Le Monde des livres, 20 septembre 2013, par Roger-Pol Droit
Le destin de Benny Lévy
De quoi donc est faite une vie ? De gestes au jour le jour dont on ne voit pas le sens, brouillard d’exigences et de hasards. D’un trajet aussi, dont l’épure se discerne plus tard, à distance, à force d’insister. Cette trajectoire que commande une nécessité interne ne se déchiffre pas d’emblée. Ceux qui la comprennent assez tôt pour l’épouser pleinement deviennent héros, sages ou saints. Ils ne le savent pas eux-mêmes, la postérité s’en charge pour eux. Mais il est très rare que leurs proches, ceux qui ont partagé tous les gestes au jour le jour, se montent capables d’exprimer ce tracé.
C’est pourquoi le livre de Léo Lévy est exceptionnel. Elle a partagé l’existence de Benny Lévy pendant presque quarante ans, de 1966 à sa mort, le 15 octobre 2003 – il y aura dix ans dans quelques jours. Elle a tout connu de cette épopée singulière, depuis le militantisme révolutionnaire jusqu’à la vie d’études et de prières à Jérusalem, entourée de leurs quatre enfants. Pourtant, ici, aucun romantisme, nulle hagiographie, ni rancœur ni rancune. Juste l’éclat, dans une prose très sobre, d’un amour lucide et profond, constant et rigoureux, comme est rarement l’amour. Juste de quoi faire sourdre, dans le récit contenu de cette aventure – souvent racontée, rarement comprise, folle, au premier regard –, le sens d’un destin.
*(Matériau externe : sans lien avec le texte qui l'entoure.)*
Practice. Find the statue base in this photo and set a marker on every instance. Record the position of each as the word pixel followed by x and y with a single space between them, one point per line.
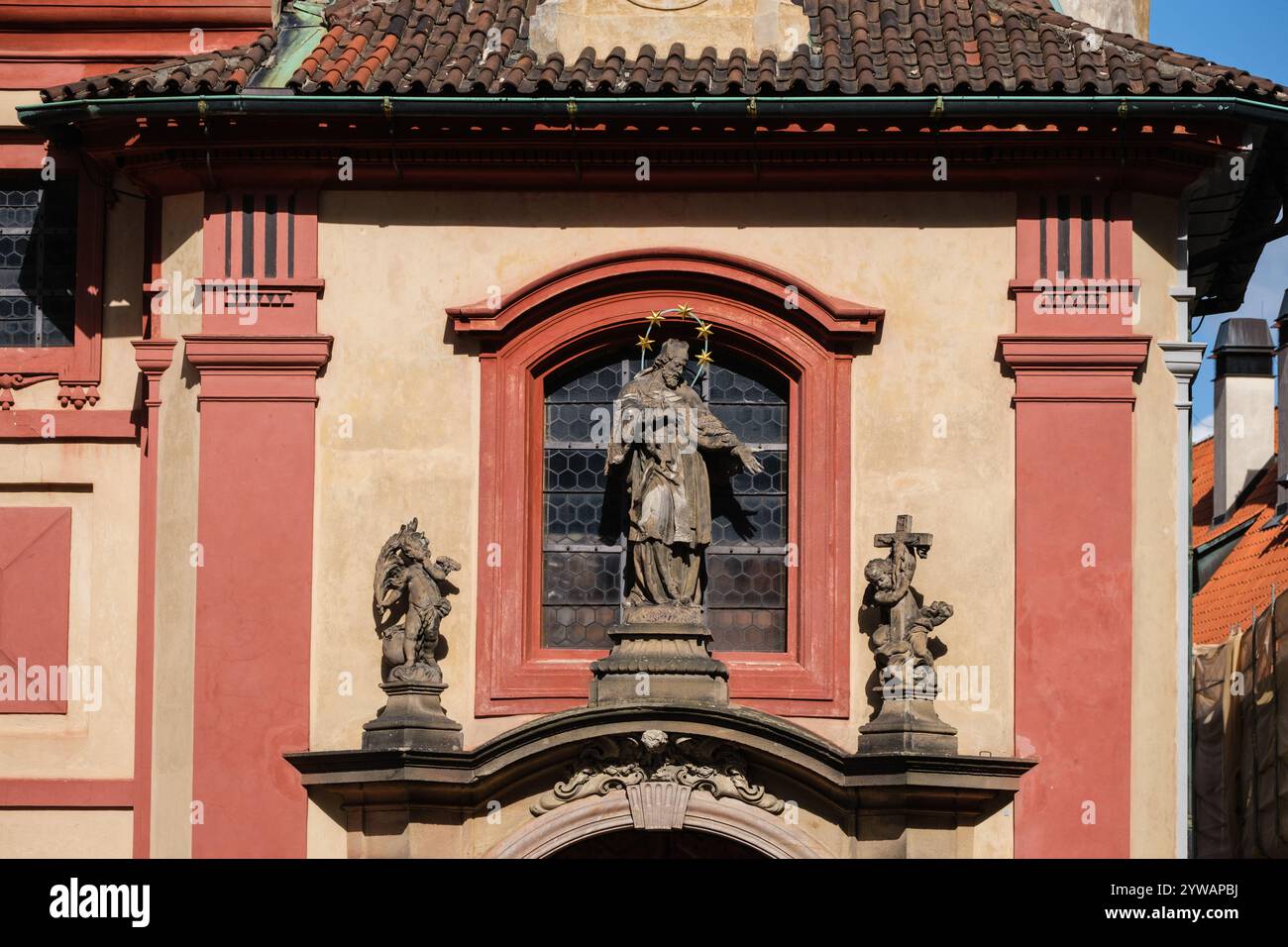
pixel 907 725
pixel 412 719
pixel 661 655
Quand elle rencontre le héros, c’est un « freluquet débarqué d’un lointain rivage », jeune juif né en Égypte, exilé à 11 ans en Belgique, puis à 18 ans en France, dont l’intelligence foudroyante ne cesse de s’exercer. Dans l’enfance, échecs et maths, collection de prix, plus tard Louis-le-Grand et la Rue d’Ulm, mais toujours l’inconfort d’un apatride, la précarité d’un exilé. Ce qui n’empêche pas l’incandescence, et au contraire la nourrit. Ce feu s’égare et s’entretient dans la théorie, puis la politique comme absolu : sous le pseudonyme de Pierre Victor, Benny dirige la Gauche prolétarienne, la dissout pour éviter de sombrer dans le terrorisme, poursuit avec Sartre un long et décisif dialogue.
Maître sans pesanteur
Comment l’ancien révolutionnaire s’est-il finalement retrouvé à lire le Talmud à Jérusalem en mangeant casher ? Beaucoup n’ont pas compris, pas admis. L’erreur est de ne voir dans ce périple qu’une affaire de bigoterie et de conversion religieuse, de considérer Benny Lévy comme un « rabbin sectaire » (Badiou, dans Libération). Ce que cherche l’ex-maoïste ex-philosophe est autrement plus important : une sortie morale de la révolution, une issue au politique et au platonisme, dont il a exploré impasses et tragédie. Il ne devient pas religieux, il redevient juif – et grâce à Sartre ! Ce maître sans pesanteur lui permit en effet de retrouver librement sa nécessité, de saisir combien « la question de Dieu commande secrètement ce temps où l’on se plaît à penser que la question ne se pose plus », comme l’écrit Gilles Hanus dans un livre lumineux et important qui vient de paraître (Benny Lévy, l’éclat de la pensée) – à lire parallèlement au récit de Léo Lévy, pour saisir la cohérence et la portée majeure de cette trajectoire qui interroge notre temps.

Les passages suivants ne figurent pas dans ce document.